One of the drivers of growth has been the cumulative population increase in metropolitan areas since 2012. Middle-size (0.5-4 million residents) and large (4+ million) metropolitan areas saw a CAGR of 1% and 0.8%, respectively, from 2013-2016. Roland Berger relates that increases to these urban areas accounted for nearly all population growth, as more rural areas (under 0.5 million) had a CAGR of only 0.3% from 2013-2016.

Labour shortages

Though the industry has improved its revenues significantly since the post-financial crisis low-point, it continues to face challenges. One major area of concern is that many of the skilled labourers laid off during the financial crisis years have not returned, resulting in an increased mismatch between growing housing starts and a lack of skilled labour. Shortages hit almost 60% in 2016, with many former workers unpersuaded by higher wages. Many of them have either switched to work in less cyclical industries or have left the US.

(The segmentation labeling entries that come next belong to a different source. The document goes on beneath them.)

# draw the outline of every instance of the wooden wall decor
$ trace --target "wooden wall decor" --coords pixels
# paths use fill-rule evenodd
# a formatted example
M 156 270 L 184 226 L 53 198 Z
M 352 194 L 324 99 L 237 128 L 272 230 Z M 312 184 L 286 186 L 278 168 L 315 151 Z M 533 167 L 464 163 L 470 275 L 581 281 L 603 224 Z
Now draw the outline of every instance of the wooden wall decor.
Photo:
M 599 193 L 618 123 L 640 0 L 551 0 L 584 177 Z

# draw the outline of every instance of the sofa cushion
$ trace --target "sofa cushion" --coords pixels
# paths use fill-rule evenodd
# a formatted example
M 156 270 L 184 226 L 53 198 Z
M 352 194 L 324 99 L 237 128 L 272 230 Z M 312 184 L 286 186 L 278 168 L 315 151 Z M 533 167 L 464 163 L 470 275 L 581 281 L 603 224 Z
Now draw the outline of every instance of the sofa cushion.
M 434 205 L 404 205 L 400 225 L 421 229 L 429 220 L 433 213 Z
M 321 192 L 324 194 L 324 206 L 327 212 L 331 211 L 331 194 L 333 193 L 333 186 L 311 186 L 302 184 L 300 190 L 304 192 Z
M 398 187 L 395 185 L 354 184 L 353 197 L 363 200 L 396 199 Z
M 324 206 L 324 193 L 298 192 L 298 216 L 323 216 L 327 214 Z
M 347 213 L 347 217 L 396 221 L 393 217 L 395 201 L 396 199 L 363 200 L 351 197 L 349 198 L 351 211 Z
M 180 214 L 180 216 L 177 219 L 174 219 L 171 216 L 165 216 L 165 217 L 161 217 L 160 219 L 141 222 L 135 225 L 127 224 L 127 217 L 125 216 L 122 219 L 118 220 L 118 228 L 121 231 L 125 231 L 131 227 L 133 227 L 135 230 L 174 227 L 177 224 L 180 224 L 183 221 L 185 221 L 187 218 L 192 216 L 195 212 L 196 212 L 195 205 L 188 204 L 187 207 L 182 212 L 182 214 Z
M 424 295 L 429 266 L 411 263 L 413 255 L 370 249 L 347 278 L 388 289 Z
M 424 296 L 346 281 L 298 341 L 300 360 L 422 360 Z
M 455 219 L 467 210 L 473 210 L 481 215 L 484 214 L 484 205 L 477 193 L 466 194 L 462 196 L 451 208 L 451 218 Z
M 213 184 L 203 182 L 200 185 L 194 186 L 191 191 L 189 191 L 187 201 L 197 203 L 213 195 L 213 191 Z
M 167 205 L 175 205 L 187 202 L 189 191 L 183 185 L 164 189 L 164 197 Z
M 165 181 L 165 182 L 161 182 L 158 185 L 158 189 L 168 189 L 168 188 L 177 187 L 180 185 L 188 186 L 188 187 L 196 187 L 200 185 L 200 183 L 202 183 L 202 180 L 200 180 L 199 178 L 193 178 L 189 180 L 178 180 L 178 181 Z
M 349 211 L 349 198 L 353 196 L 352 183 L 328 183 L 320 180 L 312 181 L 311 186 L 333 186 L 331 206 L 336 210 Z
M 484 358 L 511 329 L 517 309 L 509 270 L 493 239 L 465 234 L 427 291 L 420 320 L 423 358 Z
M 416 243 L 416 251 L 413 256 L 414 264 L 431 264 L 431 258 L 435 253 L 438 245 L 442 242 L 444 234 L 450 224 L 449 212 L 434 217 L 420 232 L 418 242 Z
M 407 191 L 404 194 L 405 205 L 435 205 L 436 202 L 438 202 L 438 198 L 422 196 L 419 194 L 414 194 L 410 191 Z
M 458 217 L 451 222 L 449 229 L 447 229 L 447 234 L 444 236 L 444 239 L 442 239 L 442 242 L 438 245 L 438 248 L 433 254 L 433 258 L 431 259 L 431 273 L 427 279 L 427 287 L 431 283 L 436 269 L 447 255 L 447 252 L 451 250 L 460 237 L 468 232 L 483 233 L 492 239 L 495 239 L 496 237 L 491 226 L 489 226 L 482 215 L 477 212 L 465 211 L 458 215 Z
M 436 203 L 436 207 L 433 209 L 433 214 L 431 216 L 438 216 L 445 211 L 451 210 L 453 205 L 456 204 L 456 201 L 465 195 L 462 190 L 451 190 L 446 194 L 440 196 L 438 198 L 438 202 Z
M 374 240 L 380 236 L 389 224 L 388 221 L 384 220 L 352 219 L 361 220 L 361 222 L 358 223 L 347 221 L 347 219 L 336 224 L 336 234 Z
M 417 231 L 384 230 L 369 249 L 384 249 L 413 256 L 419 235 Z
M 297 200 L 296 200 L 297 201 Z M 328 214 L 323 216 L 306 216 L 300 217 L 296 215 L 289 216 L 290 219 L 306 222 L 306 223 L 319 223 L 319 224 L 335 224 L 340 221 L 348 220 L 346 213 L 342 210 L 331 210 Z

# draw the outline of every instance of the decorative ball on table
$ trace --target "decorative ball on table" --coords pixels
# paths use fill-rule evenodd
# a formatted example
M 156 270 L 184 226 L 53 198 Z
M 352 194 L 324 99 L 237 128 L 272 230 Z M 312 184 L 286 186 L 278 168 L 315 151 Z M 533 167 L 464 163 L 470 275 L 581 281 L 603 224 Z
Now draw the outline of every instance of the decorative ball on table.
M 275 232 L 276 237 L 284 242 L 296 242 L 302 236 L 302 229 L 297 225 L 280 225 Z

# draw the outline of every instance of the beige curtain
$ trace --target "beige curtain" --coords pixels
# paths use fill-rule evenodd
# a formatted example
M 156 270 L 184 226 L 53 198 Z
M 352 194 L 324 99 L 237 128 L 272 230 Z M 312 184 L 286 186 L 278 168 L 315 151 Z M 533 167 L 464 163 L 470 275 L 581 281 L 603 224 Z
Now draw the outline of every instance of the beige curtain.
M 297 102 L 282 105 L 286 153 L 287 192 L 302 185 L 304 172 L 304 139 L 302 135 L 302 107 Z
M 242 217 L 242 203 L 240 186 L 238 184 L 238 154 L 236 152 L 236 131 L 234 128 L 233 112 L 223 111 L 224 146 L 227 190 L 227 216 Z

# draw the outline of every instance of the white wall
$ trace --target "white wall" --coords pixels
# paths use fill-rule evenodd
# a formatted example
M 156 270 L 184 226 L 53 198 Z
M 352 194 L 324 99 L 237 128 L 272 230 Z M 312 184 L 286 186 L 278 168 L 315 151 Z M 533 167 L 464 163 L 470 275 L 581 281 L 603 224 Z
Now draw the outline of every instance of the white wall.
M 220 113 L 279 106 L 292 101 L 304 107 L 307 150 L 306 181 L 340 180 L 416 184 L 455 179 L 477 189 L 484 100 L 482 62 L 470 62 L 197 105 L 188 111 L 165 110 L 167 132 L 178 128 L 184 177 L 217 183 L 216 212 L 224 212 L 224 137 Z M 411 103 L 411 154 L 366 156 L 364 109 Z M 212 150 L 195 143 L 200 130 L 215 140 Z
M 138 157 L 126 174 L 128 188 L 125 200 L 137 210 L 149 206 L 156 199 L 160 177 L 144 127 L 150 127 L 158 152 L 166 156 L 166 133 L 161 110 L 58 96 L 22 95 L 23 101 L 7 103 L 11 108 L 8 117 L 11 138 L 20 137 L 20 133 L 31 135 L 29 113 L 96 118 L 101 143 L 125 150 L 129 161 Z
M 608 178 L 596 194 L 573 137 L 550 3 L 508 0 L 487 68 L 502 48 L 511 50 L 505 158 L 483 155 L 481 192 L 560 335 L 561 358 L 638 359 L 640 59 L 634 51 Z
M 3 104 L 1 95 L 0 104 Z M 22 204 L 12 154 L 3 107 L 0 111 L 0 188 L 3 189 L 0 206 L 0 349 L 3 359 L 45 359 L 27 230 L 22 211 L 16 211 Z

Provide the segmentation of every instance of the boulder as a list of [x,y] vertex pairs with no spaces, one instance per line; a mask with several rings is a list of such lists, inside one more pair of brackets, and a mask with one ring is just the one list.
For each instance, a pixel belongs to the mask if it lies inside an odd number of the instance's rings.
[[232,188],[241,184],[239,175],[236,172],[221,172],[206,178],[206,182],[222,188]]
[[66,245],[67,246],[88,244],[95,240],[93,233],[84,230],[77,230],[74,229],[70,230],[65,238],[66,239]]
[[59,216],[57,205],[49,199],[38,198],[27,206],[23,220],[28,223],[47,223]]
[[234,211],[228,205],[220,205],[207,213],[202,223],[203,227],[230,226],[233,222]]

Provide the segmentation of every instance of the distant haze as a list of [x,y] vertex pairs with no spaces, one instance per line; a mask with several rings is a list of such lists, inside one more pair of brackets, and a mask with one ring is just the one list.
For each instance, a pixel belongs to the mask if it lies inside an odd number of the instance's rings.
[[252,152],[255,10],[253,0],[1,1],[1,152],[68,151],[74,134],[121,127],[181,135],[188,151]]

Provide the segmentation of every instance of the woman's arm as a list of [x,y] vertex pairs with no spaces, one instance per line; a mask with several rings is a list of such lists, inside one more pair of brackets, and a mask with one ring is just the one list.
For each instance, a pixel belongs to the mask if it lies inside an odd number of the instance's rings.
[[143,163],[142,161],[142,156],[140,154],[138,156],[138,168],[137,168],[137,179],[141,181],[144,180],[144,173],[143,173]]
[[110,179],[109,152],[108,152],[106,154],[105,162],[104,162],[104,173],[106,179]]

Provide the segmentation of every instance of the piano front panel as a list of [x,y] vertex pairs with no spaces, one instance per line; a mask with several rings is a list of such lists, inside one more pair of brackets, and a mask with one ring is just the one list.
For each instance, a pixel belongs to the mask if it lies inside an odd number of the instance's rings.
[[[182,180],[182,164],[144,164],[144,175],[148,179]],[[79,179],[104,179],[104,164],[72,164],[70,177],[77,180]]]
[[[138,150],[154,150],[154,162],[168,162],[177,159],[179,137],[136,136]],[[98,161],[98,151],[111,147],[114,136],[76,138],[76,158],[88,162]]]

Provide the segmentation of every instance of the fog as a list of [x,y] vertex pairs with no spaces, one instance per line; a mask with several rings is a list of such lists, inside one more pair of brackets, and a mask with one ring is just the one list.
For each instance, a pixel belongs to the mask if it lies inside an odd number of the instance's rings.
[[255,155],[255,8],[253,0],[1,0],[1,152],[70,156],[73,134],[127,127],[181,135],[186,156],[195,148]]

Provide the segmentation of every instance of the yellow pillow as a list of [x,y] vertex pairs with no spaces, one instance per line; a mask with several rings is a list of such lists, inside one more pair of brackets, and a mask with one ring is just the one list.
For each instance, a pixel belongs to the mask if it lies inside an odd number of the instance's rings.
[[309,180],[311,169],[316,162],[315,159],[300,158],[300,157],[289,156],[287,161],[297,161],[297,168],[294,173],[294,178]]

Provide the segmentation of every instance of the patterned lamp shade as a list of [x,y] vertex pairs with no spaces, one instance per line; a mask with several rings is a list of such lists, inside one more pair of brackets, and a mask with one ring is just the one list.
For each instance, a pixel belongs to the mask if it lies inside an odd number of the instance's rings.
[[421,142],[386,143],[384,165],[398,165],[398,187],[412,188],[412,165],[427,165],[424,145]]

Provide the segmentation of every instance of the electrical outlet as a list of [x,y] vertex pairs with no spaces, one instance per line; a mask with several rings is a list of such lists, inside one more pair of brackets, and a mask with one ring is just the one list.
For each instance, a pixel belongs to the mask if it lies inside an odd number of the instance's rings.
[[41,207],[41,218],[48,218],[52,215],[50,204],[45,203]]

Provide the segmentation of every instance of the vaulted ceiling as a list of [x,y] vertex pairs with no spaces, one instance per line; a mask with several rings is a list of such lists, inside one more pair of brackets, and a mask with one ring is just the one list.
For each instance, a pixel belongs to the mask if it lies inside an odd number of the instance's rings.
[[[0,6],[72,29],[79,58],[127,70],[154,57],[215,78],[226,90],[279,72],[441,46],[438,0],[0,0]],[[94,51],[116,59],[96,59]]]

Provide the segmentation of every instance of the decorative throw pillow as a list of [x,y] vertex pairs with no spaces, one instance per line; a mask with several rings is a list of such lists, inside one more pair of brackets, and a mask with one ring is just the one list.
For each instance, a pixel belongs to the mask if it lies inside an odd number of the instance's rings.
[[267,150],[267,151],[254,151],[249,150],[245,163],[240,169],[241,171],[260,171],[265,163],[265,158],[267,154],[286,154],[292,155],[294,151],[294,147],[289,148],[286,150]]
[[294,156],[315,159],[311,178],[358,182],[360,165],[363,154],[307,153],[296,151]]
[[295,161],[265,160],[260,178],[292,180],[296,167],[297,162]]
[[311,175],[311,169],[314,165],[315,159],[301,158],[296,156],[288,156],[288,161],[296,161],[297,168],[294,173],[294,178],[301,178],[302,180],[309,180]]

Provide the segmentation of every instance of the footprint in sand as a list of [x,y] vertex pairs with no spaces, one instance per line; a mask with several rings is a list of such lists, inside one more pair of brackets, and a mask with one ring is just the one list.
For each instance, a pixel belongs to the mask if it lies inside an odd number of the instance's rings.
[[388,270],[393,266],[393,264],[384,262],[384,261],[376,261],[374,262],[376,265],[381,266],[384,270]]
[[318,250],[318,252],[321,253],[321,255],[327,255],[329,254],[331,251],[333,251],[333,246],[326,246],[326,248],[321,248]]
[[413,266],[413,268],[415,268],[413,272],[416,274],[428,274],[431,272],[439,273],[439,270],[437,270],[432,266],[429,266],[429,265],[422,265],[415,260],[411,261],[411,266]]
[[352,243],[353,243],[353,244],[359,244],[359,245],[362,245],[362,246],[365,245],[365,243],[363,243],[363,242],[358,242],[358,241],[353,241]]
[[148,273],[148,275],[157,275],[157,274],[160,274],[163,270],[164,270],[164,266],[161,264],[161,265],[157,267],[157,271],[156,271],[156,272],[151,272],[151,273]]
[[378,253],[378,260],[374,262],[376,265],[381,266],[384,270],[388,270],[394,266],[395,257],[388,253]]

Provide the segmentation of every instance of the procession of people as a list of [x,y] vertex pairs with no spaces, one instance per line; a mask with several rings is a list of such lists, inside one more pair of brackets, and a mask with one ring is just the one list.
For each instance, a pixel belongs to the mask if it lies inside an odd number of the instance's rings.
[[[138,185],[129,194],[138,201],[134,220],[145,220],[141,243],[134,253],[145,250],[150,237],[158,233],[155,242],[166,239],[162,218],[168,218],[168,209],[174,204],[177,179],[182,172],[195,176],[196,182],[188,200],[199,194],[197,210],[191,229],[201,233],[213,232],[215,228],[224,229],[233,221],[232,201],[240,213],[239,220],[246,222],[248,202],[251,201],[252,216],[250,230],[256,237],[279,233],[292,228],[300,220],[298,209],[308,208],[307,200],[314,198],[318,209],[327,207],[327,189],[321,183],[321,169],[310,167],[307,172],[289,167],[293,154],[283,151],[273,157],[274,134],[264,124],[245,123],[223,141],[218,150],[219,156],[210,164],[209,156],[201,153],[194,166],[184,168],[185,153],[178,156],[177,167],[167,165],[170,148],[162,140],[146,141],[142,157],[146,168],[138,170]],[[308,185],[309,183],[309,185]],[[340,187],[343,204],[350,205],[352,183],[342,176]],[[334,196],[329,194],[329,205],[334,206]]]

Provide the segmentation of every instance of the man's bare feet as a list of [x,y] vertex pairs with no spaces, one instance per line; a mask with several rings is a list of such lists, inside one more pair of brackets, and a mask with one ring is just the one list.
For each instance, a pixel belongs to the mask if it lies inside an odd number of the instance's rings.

The report’s authors concluded: “The primary driver of this performance is the residential sector with double-digit growth in the multi-family segment and population growth in the Southern US. However, there have been some headwinds hampering the sector. The workforce shortage has knock-on effects in the forms of delayed projects, increased wages and higher home prices. Some builders have also had to slow down the pace of accepting new orders to make sure they can meet deadlines.”